L’Article 311 porte sur le devoir d’obéissance par la femme qui a été remplacé par le respect mutuel. Dans les articles 556 à 573, l’autorité du père a été remplacée par l’autorité parentale.

Les articles de discorde portent, donc, sur des questions sur lesquelles les activistes des Droits des femmes travaillent afin d’améliorer le vécu quotidien des femmes et de promouvoir leurs Droits humains fondamentaux. Ce nouveau Code de la Famille est un véritable effort d’harmonisation et de conformité des lois nationales maliennes avec les lois internationales sur les droits des femmes et de l’enfant telle que de la Convention sur l’Élimination des Discriminations à l’Égard des Femmes (CEDEF) ratifiée par le Mali en 1985, le protocole à la Charte Africaine relative aux Droits des femmes ratifiée par le Mali en 2005 et la convention sur les droits de l’Enfant.

Les organisations religieuses musulmanes perçoivent le nouveau Code de la Famille comme une volonté manifeste du Gouvernement de servir des visions étrangères à notre société; elles ont tenu à marquer leur désaccord avec les principes de laïcité du mariage, l’âge du mariage, l’option en matière de succession et ont insisté sur leur volonté de donner un caractère juridique au mariage religieux, d’accorder les mêmes droits et devoirs aux époux dans les unions polygames, de maintenir le devoir d’obéissance de la femme au mari et la contribution des deux époux aux charges du ménage.

Des arguments qui ne sont pas partagés par les militants des Droits de l’Homme qui estiment que: «dans le Code de la Famille il n’y a aucun dispositif qui va contre les lois et les conventions et traités signés et ratifiés par le Mali». Selon eux, les Religieux  veulent mélanger les choses et semer la confusion dans l’esprit de la population à majorité analphabète  en mélangeant coutume, tradition et Religion. «Il y a des points de vue qu’ils défendent et qui n’existent nulle part dans le Saint Coran », disent-ils.

La promulgation

Les manifestations des Religieux musulmans ont poussé le Président de la République, Amadou Toumani Touré, à surseoir à la promulgation du Code.
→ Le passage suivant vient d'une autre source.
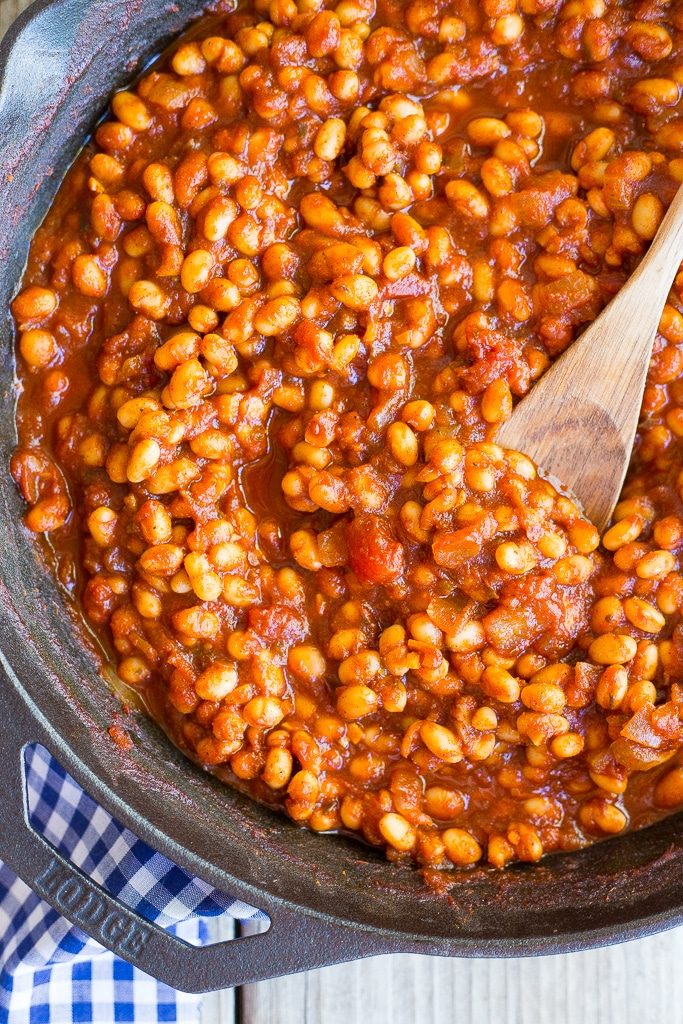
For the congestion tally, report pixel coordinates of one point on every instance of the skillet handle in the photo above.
(296, 941)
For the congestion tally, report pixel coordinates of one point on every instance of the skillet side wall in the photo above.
(66, 61)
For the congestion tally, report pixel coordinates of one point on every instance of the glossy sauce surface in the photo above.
(268, 331)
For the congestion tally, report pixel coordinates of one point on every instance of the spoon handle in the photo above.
(656, 272)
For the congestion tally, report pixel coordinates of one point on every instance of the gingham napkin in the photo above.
(50, 971)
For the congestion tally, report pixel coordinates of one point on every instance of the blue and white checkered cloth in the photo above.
(50, 971)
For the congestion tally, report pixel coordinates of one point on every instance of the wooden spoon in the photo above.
(580, 421)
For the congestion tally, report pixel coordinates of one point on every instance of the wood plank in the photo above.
(634, 983)
(8, 11)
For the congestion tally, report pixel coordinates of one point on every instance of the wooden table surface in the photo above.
(635, 983)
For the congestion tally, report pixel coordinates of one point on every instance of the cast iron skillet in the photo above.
(329, 899)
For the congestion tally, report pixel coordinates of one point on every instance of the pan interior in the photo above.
(86, 51)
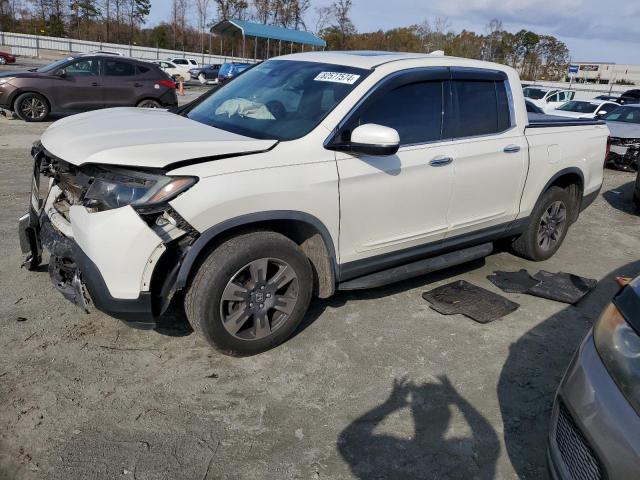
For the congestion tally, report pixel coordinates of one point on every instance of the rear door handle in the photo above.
(440, 161)
(512, 149)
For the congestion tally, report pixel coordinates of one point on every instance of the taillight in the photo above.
(167, 83)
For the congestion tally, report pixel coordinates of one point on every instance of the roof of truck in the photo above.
(369, 59)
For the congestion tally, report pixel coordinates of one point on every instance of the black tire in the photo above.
(207, 309)
(31, 107)
(149, 103)
(528, 244)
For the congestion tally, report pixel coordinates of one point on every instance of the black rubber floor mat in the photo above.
(513, 282)
(467, 299)
(561, 286)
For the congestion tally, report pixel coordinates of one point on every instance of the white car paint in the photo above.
(141, 137)
(174, 70)
(602, 107)
(370, 206)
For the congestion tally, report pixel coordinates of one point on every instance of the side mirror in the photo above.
(373, 139)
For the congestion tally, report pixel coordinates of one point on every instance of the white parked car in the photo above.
(585, 109)
(173, 70)
(548, 98)
(187, 63)
(308, 173)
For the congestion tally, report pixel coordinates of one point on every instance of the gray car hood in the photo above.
(142, 138)
(624, 130)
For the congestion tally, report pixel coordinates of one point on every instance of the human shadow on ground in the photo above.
(534, 368)
(429, 452)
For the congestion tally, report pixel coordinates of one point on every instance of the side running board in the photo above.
(415, 269)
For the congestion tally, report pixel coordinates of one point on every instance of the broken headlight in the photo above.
(115, 188)
(618, 345)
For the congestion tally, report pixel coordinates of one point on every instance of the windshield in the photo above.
(534, 93)
(624, 114)
(278, 99)
(581, 107)
(54, 65)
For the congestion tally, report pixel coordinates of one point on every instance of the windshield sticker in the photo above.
(336, 77)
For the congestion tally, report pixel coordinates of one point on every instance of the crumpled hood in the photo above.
(624, 130)
(141, 137)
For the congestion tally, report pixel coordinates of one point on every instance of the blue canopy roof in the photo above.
(250, 29)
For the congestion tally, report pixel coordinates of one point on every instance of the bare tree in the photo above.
(202, 9)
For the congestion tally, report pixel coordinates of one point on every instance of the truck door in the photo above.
(490, 152)
(389, 204)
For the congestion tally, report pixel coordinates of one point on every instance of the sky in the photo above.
(594, 30)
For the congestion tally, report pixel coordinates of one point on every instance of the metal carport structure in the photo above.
(243, 29)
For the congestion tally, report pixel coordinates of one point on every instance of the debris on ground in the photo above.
(561, 286)
(469, 300)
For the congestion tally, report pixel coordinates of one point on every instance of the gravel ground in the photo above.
(374, 385)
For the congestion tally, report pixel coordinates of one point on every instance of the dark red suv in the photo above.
(86, 82)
Une commission Ad hoc sera mise en place pour la relecture du texte. Cette commission était composée de 15 parlementaires et de 15 membres du Haut Conseil Islamique du Mali (HCIM). La version du Code rendue par cette commission, c’est elle qui a été votée le 2 décembre 2011 (un vendredi) à l’unanimité des 121 Députés présents ce jour à l’Assemblée Nationale au grand dam des organisations féminines et des organisations des Droits de l’Homme. C’est le 17 décembre que le Code a été promulgué par le Président de la République.

Sur les 19 amendements proposés par des organisations de la société civile, seuls 2 ont été retenus. Elles diront que ce Code tel qu’adopté par les Députés ne répond pas à l’attente des populations.

«La femme demeure toujours mineure par rapport à son mari et il y a toujours des discriminations à son égard. Le contenu viole même les principes constitutionnels de la République du Mali et il faut que ledit code poursuive encore son amendement, car il est loin de répondre aux aspirations de la population».

La plainte 

Dans un communiqué en date du 26 juillet 2017, l’Institut pour les Droits de l’Homme et le Développement en Afrique (IHRDA) et l’Association pour le Progrès et la Défense des Droits des Femmes (APD) affirment avoir  déposé une requête devant la Cour Africaine des Droits de l’Homme et des Peuples pour obtenir de celle-ci une injonction demandant au Mali d’amender le Code des Personnes et de la Famille adopté le 2 décembre 2011.

Cette requête est la suite logique de la contestation des défenseurs des Droits des femmes et des jeunes filles qui s’étaient insurgés face à un texte qui est en contradiction sur de nombreux points avec les conventions, protocoles et autres traités internationaux signés et ratifiés par notre pays en matière de droits humains, notamment ceux de la femme et de l’enfant.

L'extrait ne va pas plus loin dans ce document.